Now for the hail of bullets:

* One open question I’m curious about is the future of Claudia, who only gets more compelling—here, as we discover she agreed with Elizabeth about the setup all along, though duty prevented her from saying so. (“That’s what we always say right before our people die for nothing. The next thing we always say is, ‘It was so obvious.'”)

* Elizabeth’s secret gunshot wound didn’t just set up an emotional moment with Philip; it also in retrospect avoided the pitfall of having a character like Stan suddenly unable to hit a target at point-bank range when he’s shooting at a protagonist.

* One thing I’ve loved about The Americans is the way it’s flipped gender roles and portrayed Philip as the connected, involved parent (albeit one who kills people). But maybe one of the most upstanding things Elizabeth has done as a parent this season was, in a moment of crisis, to be honest enough with herself to decide that the kids should go with Philip.

* Speaking of parenting, I imagine viewers without kids may not pick up on this as much, but The Americans is also oddly a drama about the juggling act of being dual-career parents: once again, as Elizabeth and Philip are courting death or capture on a mission, at least 50% of me is thinking, “But who’s going to pick up the kids!”
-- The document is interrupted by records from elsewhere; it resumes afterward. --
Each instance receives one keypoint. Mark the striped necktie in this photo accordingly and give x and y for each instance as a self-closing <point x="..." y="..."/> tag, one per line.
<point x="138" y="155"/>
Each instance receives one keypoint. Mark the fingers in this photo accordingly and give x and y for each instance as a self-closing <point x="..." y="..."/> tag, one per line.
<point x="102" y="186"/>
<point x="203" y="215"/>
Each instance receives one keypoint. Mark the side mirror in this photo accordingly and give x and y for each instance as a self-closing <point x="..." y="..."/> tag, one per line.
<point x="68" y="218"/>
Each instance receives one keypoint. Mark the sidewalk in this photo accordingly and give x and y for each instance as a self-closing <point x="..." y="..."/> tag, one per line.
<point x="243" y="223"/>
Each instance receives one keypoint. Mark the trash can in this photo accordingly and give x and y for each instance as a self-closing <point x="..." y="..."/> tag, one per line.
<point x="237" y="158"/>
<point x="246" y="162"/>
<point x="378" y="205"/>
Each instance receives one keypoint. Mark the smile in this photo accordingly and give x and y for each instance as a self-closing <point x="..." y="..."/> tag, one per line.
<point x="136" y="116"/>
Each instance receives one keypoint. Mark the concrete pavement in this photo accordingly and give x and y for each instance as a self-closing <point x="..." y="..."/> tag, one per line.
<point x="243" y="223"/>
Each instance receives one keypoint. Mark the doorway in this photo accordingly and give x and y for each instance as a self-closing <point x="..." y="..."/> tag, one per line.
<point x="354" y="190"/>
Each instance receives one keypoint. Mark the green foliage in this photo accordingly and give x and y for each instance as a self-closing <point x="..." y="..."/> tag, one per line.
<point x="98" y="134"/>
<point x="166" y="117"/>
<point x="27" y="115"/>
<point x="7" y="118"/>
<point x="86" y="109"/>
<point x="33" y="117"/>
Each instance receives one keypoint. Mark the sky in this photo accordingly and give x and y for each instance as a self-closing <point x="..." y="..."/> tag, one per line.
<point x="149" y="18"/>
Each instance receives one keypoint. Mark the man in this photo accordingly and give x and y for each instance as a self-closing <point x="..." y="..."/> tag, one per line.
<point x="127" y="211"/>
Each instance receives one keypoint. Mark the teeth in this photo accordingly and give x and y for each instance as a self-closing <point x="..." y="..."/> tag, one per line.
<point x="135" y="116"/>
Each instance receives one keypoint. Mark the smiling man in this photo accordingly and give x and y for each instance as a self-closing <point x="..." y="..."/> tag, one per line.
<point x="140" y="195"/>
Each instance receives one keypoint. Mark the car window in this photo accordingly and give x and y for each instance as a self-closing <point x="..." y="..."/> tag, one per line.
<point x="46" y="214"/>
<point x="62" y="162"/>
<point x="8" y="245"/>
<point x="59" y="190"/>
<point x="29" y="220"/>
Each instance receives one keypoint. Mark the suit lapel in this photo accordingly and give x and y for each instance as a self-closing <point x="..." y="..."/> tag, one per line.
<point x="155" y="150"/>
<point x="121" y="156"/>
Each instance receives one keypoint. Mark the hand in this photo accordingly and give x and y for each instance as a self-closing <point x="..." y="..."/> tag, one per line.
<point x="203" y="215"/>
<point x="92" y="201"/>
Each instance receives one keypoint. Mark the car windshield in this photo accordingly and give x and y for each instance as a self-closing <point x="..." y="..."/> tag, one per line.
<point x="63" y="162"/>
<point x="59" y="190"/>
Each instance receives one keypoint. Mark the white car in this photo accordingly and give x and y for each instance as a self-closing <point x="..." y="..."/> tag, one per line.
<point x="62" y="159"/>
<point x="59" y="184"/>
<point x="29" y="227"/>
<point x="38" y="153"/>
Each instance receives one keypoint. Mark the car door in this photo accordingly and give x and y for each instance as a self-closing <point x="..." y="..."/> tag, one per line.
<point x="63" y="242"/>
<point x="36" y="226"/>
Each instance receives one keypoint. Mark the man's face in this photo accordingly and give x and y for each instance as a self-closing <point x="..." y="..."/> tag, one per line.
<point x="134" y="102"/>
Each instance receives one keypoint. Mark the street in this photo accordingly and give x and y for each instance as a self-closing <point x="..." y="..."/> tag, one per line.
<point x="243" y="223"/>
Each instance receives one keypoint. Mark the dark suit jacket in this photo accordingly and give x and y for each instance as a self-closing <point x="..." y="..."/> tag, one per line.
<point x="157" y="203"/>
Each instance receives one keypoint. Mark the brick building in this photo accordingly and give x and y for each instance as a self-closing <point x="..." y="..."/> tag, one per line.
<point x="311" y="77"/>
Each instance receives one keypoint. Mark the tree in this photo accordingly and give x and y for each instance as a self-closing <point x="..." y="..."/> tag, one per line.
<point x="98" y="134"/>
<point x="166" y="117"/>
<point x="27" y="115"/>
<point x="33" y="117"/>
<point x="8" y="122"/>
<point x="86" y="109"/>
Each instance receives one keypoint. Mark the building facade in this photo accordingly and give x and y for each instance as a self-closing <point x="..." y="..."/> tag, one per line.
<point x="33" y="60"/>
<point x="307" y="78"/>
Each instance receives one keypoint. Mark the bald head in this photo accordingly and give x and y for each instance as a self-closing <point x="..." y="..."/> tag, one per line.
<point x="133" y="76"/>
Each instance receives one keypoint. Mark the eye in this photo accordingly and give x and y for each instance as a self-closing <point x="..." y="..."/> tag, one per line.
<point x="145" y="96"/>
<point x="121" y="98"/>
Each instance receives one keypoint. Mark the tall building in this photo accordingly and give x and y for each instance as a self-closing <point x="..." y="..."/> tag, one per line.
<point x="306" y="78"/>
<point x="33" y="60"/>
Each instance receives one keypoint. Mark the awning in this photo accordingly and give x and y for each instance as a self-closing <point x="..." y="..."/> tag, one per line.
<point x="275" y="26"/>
* Another theme that’s run throughout this season is the difference between the Russians’ assumptions about their American rivals and reality, which comes to a head in the Colonel’s anti-bombshell: that the Star Wars system that has set everyone’s (fake) hair on fire is a nothingburger.

* Much like Argo last year, the tense climax surrounding Elizabeth’s going to the pickup was a reminder — there are certain kinds of suspense you can only build now by setting your story in a time before cell phones.